Os curdos são supérfluos porque os Estados por onde estão dispersos – Irão, Iraque, Síria e Turquia – são peças importantes de um xadrez em que as potências mundiais e regionais não querem que haja turbulência senão aquela que convém aos seus apetites políticos e territoriais.
Os curdos são supérfluos porque a Turquia é membro da NATO e o preço a pagar pelas potências ocidentais para terem nela um aliado fiável naquele ponto nevrálgico do mundo pode bem ser a cumplicidade por ação e por passividade com o esmagamento dos curdos.
Os curdos são supérfluos porque para Paris, Berlim, Londres ou Lisboa, não se deve irritar muito Erdogan, porque ele tem na mão uma arma temível: deixar vir para a Europa as multidões de refugiados sírios que se amontoam em Istambul e que Ankara é paga para conter às portas da humanista Europa.

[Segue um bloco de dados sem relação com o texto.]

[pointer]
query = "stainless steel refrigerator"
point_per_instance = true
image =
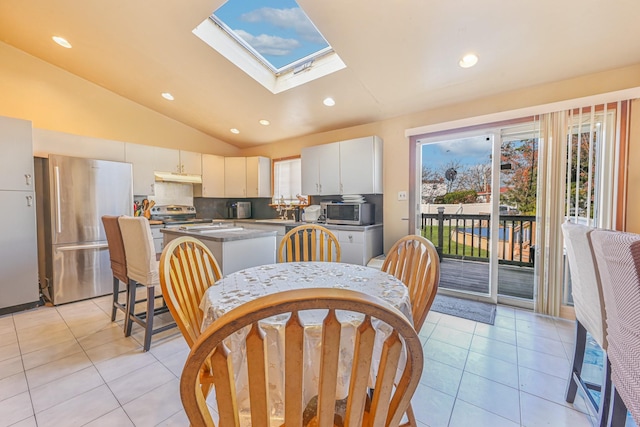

Os curdos são supérfluos porque a governação do seu território no Norte da Síria fugiu ao cânone autoritário e patriarcal imposto pelas elites da região nos seus países. A experiência de confederalismo democrático adotada em Rojava – uma democracia de alta intensidade, construída da base para o topo e que confere importância central à paridade de género, ao combate ecológico e à distribuição justa de terra e de rendimentos – é vista como uma provocação pelas dinastias de tiranetes que mandam nos diferentes países vizinhos de Rojava. Os curdos são supérfluos e esse é o preço que pagam pela ousadia de não quererem menos que a democracia paritária.
Muito mais que uma disputa sobre fronteiras, o ataque turco ao Curdistão Sírio e o apoio dado por americanos, russos e europeus a Erdogan é um combate contra a intensidade da democracia assumida pelo autogoverno curdo em Rojava. É isso que Erdogan quer erradicar e que os seus aliados da NATO consentem que erradique. E assim mostram como a democracia paritária é um elemento perturbador para a ordem mundial que eles protagonizam.